The COVID-19 Weekly Epidemiological Update released on June 22 by WHO said that globally, the Alpha variant has been reported in 170 countries, territories or areas, Beta in 119 countries, Gamma in 71 countries and Delta in 85 countries.

The weekly update said, “Delta Plus now reported in 85 countries globally, continues to be reported in new countries across all WHO Regions, 11 of which were newly reported in the past two weeks.”

The WHO said the four current ‘Variants of Concern’ being monitored closely – Alpha, Beta, Gamma and Delta – are widespread and have been detected in all WHO regions.

“The Delta Plus variant is significantly more transmissible than Alpha variant, and is expected to become a dominant lineage if current trends continue.”

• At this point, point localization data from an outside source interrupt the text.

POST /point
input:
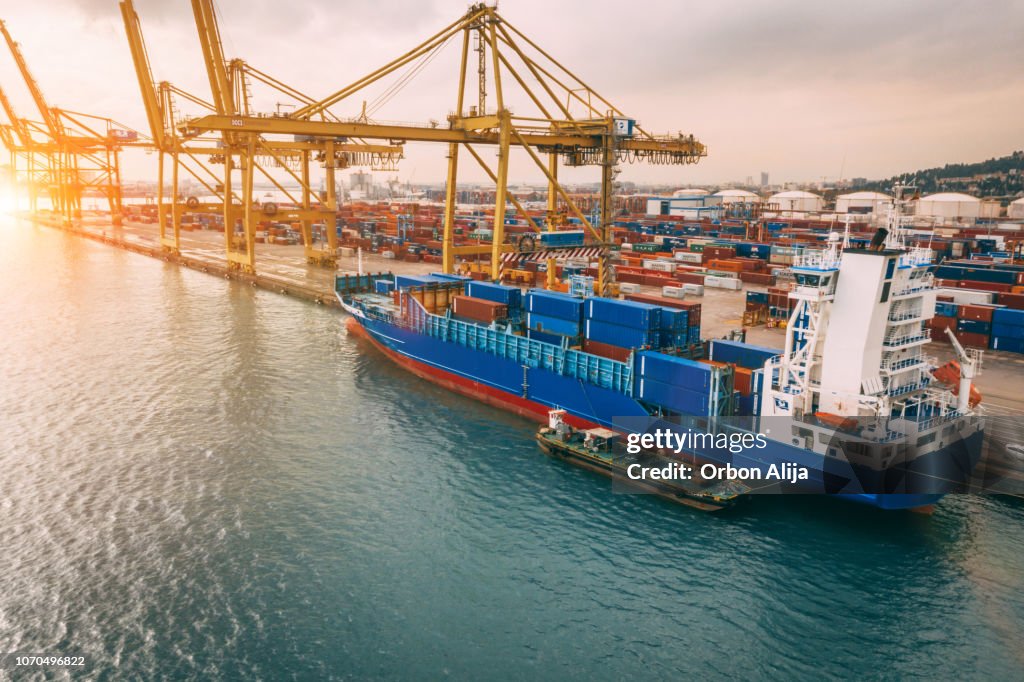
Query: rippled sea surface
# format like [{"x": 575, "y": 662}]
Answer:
[{"x": 200, "y": 479}]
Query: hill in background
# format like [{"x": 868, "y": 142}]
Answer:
[{"x": 1001, "y": 178}]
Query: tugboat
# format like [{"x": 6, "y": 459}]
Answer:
[{"x": 600, "y": 450}]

The update said that India reported the highest numbers of new COVID-19 cases, 441,976 over the past week (June 14-20, 2021), a 30 percent decrease as compared to the previous week. The highest numbers of new deaths were reported from India (16,329 new deaths; 1.2 new deaths per 100,000; a 31 percent decrease).

The South-East Asia Region reported over 600,000 new cases and over 19,000 new deaths, a 21 per cent and a 26 per cent decrease respectively compared to the previous week.

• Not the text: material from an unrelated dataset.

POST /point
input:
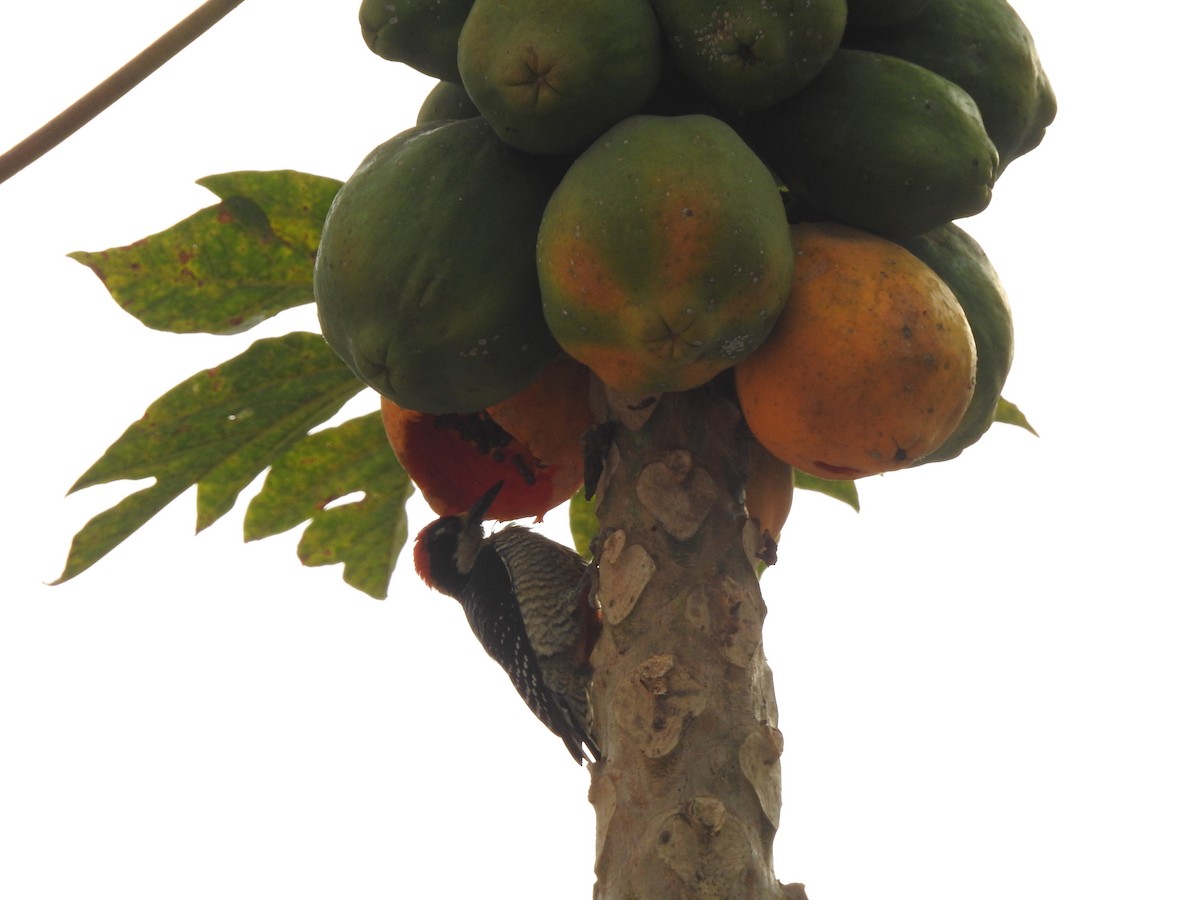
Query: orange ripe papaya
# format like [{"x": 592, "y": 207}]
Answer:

“Decreasing trends in the weekly case and death incidence in the Region are predominantly associated with decreases reported in India,” the update said.

WHO noted that since the last detailed update on June 8, new evidence has been published on the phenotypic characteristics of the Delta variant. “A study from Singapore showed that infection with Delta variant was associated with higher odds of oxygen requirement, intensive care unit (ICU) admission, or death,” it said.

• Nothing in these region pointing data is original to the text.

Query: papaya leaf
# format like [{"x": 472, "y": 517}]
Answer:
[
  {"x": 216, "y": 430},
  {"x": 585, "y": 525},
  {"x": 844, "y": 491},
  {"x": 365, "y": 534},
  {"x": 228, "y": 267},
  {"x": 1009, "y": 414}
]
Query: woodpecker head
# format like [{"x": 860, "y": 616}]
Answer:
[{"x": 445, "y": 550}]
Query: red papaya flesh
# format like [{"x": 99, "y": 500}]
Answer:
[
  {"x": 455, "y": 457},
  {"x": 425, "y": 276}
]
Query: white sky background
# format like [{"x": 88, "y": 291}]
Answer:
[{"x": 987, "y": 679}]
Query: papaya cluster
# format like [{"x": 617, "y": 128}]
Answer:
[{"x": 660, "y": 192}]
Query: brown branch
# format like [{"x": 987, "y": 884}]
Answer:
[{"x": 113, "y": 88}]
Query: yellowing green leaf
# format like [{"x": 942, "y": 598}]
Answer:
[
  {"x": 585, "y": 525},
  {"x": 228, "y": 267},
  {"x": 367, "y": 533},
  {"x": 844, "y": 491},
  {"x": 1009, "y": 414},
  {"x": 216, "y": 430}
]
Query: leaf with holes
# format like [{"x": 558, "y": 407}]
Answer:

Further, a study in Japan “estimating the relative instantaneous reproductive number (a measure of transmission at a specific point in time) showed that the Delta variant was associated with greater transmissibility” when compared to the Alpha variant.

“When compared with the variants circulating in Japan before December 2020, the relative instantaneous reproduction number for Alpha was estimated to be at 1.56 and for Delta 1.78. Overall, this study showed Delta was associated with 1.23 times higher transmissibility than Alpha,” the update said.